The present invention involves electronic data processing, and more specifically concerns apparatus and methods for enabling a vector processor to employ virtual addressing while overlapping the execution of multiple instructions in a single instruction stream.
Many very high performance supercomputers employ vector processing, sometimes called SIMD (single instruction, multiple data) architecture. Vector processing processes data having many elements in parallel with a small instruction overhead. It is particularly advantageous in a RISC (reduced instruction set computer) environment, because multiple copies of the RISC general-purpose registers, sometimes called architectural or architected registers, are easily integrated into a chip.
On the other hand, vector-processing systems have heretofore been confined essentially to the use of real addresses for operands. Almost every other processor now employs virtual addressing, in which a virtual address in a program is translated at run time into a different real address for accessing memory. Translation occurs on the fly, using a translation table in a high-speed lookaside buffer to store frequently used blocks of addresses, so that the translator rarely needs to access the actual translation table from main memory.
Although the virtual-address hit rate is high, the penalty for a page fault is much higher in a vector processor than it is in a scalar architecture. Although loading a new page is time-consuming, the occurrence of a page fault in a scalar processor can be detected a short time after commencing a load or store operation. Whether or not a vector load or store will produce a page fault, however, requires far more time. In a processor that operates on 64 vector elements simultaneously, a page fault can occur upon loading or storing any of the 64 elements, because the elements can reside in different memory pages. This would require a vector processor with virtual addressing to stop executing other instructions while 64 elements are processed for every memory-reference instruction. For this reason, the overhead of using virtual addressing in a vector-processing architecture cannot be countenanced. In a pure RISC system, all operations take place within a relatively small set (from 16 to 256 or more) of architectural general-purpose registers, except for a very small number of memory-reference instructions which do nothing more than load an operand from memory to a register or store a register's contents to memory.

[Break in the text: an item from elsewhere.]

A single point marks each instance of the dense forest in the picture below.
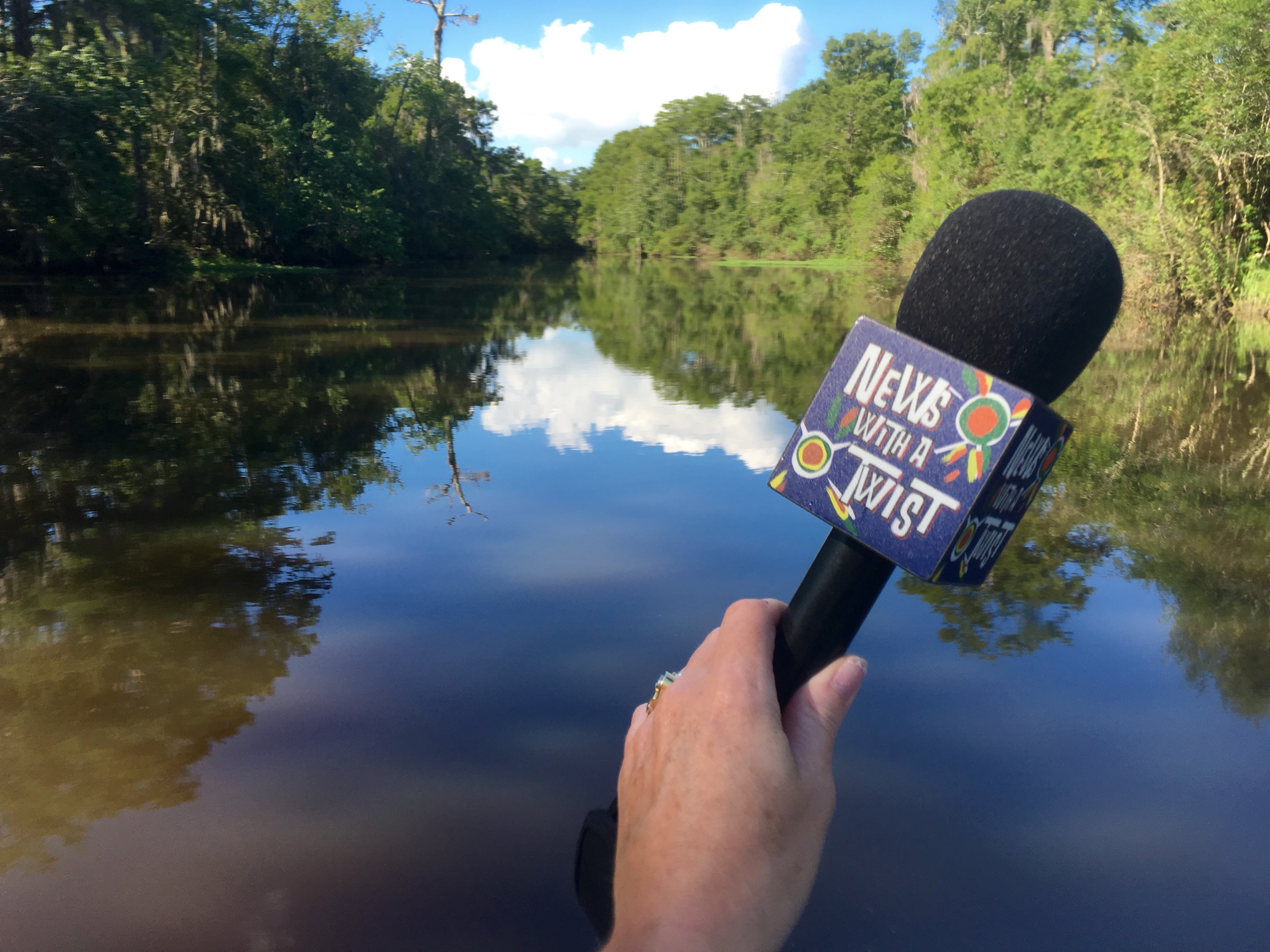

Some processors overlap the execution of multiple instructions for higher speed. However, if any of the overlapped instructions is a memory-reference instruction, the machine must roll back all subsequent instructions if a page fault occurs during the loading or storing of any of the vector elements. It can do this by saving the machine state, including the contents of all registers, updating the lookaside buffer with the new page addresses, successfully reloading all the vector elements, and then redoing the subsequent instructions. However, if one of the speculatively executed overlapped instruction has changed the contents of a register needed for the reexecution of another of the rolled back instructions, that instruction cannot be redone properly. The straightforward solution is to prohibit overlapped instructions following any memory-reference instruction. However, overlapping would then produce little or no benefit.